Here is how I explained it in a thread to Kim W about 2 weeks ago - everytime I tried to copy the link to the whole thread, it also came up with access to my PM storage - how weird!!
Yu could search for the thread if you want.
OK I'll give it a try and maybe I can paint a picture for you - others can elaborate on it as I don't present myself as an expert. Also, I ride English and am not sure how exactly how to do this western style.
You teach the horse a one rein stop at all gaits before you ever need to use it in a real life situation. I start on the ground by teaching my horse to respond to pressure from one rein by flexing their neck so that their nose basically comes back to their barrel. You almost have to stand near their hip and gently pull their nose around, both sides of their body. I did this daily for a week with each lesson causing their nose to come back farther and easier. I also started with a lead rope and then went on to doing it with a bridle and bit and then added mounted with bridle and bit.
Then from the saddle - mounted but not moving - holding your arms bent at the elbow and close to your side - move your arm straight back next to your body so that your hand with the rein comes to your hip which also brings your horse's nose to his barrel/shoulder. At the stand still, he should flex/bend his neck but not move. I keep my legs loose - I don't want him going anywhere so I am not squeezing. Again, both sides.
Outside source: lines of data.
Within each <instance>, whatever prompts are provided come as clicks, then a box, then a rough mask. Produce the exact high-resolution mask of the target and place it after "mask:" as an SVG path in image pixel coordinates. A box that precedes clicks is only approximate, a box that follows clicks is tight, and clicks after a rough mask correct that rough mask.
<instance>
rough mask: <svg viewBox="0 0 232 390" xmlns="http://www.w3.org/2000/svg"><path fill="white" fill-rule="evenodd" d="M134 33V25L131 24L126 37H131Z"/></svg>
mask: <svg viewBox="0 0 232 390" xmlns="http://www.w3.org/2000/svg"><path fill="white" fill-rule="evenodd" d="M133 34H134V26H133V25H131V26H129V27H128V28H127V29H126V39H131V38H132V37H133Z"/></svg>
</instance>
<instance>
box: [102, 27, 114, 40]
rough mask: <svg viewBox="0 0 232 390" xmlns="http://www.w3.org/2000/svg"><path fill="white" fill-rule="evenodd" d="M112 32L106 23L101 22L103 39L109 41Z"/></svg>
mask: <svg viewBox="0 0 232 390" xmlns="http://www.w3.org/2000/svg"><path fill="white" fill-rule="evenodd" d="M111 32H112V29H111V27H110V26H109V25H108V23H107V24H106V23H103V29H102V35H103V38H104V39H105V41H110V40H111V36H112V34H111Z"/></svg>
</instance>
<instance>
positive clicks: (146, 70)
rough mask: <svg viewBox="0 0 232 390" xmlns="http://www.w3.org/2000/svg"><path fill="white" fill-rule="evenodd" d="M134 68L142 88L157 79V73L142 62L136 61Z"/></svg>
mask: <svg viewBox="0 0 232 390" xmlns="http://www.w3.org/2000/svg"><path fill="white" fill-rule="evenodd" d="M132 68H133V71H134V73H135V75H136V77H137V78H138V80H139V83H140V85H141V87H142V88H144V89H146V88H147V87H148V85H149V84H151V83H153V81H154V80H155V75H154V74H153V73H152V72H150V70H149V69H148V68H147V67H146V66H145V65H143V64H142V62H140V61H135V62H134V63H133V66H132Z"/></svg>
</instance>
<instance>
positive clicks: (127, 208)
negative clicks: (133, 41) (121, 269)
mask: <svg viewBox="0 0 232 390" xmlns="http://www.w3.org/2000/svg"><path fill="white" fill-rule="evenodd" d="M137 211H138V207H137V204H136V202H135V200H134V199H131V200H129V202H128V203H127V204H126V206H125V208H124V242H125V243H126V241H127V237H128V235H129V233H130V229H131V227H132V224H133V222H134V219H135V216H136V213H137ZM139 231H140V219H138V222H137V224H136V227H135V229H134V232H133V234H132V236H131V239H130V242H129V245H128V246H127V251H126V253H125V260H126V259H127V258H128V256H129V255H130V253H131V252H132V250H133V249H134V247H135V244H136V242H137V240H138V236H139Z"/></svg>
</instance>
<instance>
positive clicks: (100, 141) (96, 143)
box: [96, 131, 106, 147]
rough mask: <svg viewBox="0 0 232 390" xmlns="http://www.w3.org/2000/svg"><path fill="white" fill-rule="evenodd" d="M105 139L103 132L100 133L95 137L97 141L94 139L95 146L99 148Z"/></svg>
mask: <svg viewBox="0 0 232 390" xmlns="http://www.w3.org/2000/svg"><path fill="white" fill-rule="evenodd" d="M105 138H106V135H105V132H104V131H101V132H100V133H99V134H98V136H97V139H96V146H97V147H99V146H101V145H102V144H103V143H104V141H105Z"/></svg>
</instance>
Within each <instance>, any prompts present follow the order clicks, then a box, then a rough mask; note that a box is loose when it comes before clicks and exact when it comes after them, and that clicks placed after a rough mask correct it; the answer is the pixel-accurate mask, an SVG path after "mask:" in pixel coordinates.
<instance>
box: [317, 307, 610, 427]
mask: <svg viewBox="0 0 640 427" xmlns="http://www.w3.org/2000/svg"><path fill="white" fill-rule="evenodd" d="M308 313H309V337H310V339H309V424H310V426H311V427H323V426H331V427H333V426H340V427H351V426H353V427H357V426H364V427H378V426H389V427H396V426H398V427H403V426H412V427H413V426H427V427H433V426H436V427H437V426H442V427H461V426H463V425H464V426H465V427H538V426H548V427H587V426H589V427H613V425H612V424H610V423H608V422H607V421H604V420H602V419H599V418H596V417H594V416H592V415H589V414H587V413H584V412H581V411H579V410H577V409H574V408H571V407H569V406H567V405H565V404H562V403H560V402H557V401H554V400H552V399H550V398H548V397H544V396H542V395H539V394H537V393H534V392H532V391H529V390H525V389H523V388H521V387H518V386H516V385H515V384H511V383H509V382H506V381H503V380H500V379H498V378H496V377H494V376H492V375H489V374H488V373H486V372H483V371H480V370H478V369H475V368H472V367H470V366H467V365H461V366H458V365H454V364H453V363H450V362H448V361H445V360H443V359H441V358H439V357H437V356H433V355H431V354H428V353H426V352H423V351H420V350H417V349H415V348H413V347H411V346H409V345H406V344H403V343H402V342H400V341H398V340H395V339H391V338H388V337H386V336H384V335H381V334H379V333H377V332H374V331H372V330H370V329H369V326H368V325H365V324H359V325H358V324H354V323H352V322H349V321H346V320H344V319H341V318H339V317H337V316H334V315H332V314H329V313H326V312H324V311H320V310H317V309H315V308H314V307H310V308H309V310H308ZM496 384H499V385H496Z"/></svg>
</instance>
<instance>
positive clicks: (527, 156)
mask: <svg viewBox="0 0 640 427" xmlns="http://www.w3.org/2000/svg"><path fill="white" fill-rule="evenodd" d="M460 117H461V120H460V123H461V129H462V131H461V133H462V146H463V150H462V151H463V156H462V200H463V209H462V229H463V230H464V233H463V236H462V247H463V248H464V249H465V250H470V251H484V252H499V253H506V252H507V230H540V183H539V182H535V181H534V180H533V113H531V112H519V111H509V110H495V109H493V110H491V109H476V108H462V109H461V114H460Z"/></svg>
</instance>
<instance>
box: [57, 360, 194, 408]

At the walk, with my elbows bent and keeping my arms at my side, I draw my hand back to my hip (maybe a little in front of or a little behind my hip) again causing my horse's nose to come to his barrel/shoulder. If I put my arm out to the side, his head comes around but not to his barrel - I want a tight bend and not a graceful arc. Again, legs off because I don't want him going anywhere b/c I want him to stop. He may make small tight circles but he will eventually stop. It may take 8 or 10 circles or more to begin with (and you may get dizzy) but as you practice the circles will become less and the stop will come sooner. The idea is eventually that when he feels your legs off and your hand come back to your hip the stop will follow automatically.
Again practice from both sides. One hand is coming back to the hip and the other hand is staying up near the saddle horn or pommel or his neck and is keeping that rein loose. Sometimes when practicing at a walk I will "drop" the rein I am not using and just bring the one back to my hip (I ride English and the rein ends are connected).
Again the idea is that in a run away or bolt situation, the horse has become so flexible and conditioned to your one rein stop that he turns his head and follows his nose in a circle instead of running off with you. Or instead of into a tree with you or whatever!
Each time I ride I tend to do this just a time or two for practice and to keep it fresh and my horse responsive. I haven't yet had to use it in an emergency but I will say that my horses stop better and just in general are more responsive the more I get them to flex. I have used it in situations where my one horse tends to get flighty - i.e inthe arena with all sorts of noises and activity going by the door, rather than her taking off, I just immediately did the one rein stop to get her standing still and not reacting to all the commotion.
Oh - sometimes - just for something different I also combine the one rein stop with disengaging the hind quarters (the foot on the same side as the nose at the barrel steps over in front of the other hind foot so that the hips are loose and not all tensed up in a "run for my life posture" - and I also teach that from the ground and go over it once before each ride).
Was that the picture you were looking for or shall I try again?